手を繋がなくても、今日も愛おしい

 古藤が食器を洗い終わりリビングに戻ると波喜は持参したギターを鳴らしていた。
 波喜の家に行っても古藤が居ようが構うことなくギターを奏でている。
 最初は自分の存在は無視かとイラついたこともあったが、逆に言えば古藤が居ること自体が波喜にとっては自然なことで、気を遣うことなく素のままでいられることだと解釈することにした。
 今回の旅行でも波喜がギターを手放さないことは想定内だった。
 波喜が奏でるのは流行りのJ-POPもあれば聞いたこともない欧米の曲もあった。
 その日の気分で弾き語る曲は変わる。
 その細く華奢な指でギターのコードを押さえ弦を弾く波喜の姿は美しい。
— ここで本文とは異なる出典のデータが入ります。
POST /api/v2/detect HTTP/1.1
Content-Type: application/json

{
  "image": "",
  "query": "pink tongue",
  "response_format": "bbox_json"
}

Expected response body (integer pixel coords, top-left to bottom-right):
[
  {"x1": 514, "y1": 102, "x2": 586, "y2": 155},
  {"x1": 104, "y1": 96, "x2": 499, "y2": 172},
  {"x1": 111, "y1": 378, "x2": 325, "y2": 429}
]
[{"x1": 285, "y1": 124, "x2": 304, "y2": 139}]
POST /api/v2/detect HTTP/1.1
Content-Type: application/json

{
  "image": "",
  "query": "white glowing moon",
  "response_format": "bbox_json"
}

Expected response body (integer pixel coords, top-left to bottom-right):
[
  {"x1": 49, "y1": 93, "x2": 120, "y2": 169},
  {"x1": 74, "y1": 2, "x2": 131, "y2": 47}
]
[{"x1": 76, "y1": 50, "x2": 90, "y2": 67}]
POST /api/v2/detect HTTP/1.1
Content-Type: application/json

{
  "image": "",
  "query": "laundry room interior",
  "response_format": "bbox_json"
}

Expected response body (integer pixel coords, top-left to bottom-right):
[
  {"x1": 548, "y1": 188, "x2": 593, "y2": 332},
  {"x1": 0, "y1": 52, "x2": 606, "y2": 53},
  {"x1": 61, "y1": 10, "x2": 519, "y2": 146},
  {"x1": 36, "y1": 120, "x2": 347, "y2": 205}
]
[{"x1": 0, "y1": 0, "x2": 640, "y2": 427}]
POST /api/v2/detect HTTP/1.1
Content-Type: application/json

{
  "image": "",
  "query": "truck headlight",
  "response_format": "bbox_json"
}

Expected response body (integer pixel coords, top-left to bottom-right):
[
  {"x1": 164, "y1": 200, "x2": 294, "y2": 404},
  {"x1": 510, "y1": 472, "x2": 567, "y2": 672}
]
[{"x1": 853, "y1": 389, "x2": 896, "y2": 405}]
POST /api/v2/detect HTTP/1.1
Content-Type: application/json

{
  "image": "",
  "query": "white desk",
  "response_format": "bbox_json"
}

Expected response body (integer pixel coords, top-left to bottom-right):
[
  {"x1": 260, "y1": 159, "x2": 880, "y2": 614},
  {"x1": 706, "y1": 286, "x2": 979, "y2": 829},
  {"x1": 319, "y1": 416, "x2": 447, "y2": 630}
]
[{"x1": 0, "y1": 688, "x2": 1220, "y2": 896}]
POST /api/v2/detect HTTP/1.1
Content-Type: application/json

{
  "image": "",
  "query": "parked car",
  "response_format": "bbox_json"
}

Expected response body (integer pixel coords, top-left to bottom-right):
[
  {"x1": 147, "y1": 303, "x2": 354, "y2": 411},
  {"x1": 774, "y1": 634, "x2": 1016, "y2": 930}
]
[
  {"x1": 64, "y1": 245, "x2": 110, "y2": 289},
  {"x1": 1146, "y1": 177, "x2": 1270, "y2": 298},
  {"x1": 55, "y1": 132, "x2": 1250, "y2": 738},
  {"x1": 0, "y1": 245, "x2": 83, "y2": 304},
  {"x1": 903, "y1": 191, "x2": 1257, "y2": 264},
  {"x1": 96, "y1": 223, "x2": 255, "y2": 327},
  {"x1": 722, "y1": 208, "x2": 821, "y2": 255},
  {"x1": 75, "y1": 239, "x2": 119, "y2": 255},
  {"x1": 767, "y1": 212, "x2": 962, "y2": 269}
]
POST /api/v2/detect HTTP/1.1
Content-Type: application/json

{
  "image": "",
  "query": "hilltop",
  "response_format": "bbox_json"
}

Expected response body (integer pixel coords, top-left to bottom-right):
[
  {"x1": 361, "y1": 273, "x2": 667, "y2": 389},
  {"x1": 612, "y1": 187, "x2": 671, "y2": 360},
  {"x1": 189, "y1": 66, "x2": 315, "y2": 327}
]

古藤は気づくとスマホのカメラで何枚もその姿を収めていた。

「また撮ってる……」

 波喜はそう言うが拒否されることはない。

「いいじゃん。好きな男のベストショット撮れるってサイコーだろ」

 波喜は自分がギターを弾く姿を古藤が写真を撮っていること自体は嬉しかった。
 ただ何時間も続くこのギター弾きをよく我慢してくれているなと気にすることも増えた。どこかで何か言って来るのではないかと思ったが辛抱強く付き合ってくれている。
 恐らく今日も何時間続くのだろうかと考えているのだろう。
 でも、今日は心に決めたことがあった。
 古藤は突然、ギターの音色が止まったことに驚き顔を上げると、波喜はギターを置いて古藤の目の前に座りなおした。

「え、何?」

 思いがけない行動に戸惑う。

「……今日はしていいよ……っていうか古藤としたい」

 はにかみながら古藤の顔を両手で包むと優しくキスをする。
 古藤は心の準備が出来ていなかったためすぐに対応ができない。

「ちょ、ちょっと待って。いいのか? ホントに?」
「うん……でも俺初めてだから……」

 古藤はその言葉を聞くと波喜をキツく抱きしめる。

「大丈夫だよ。優しくするから。波喜を抱けるのが嬉しい」

 そのまま波喜の手を取り、恋人繋ぎをすると寝室に向かった。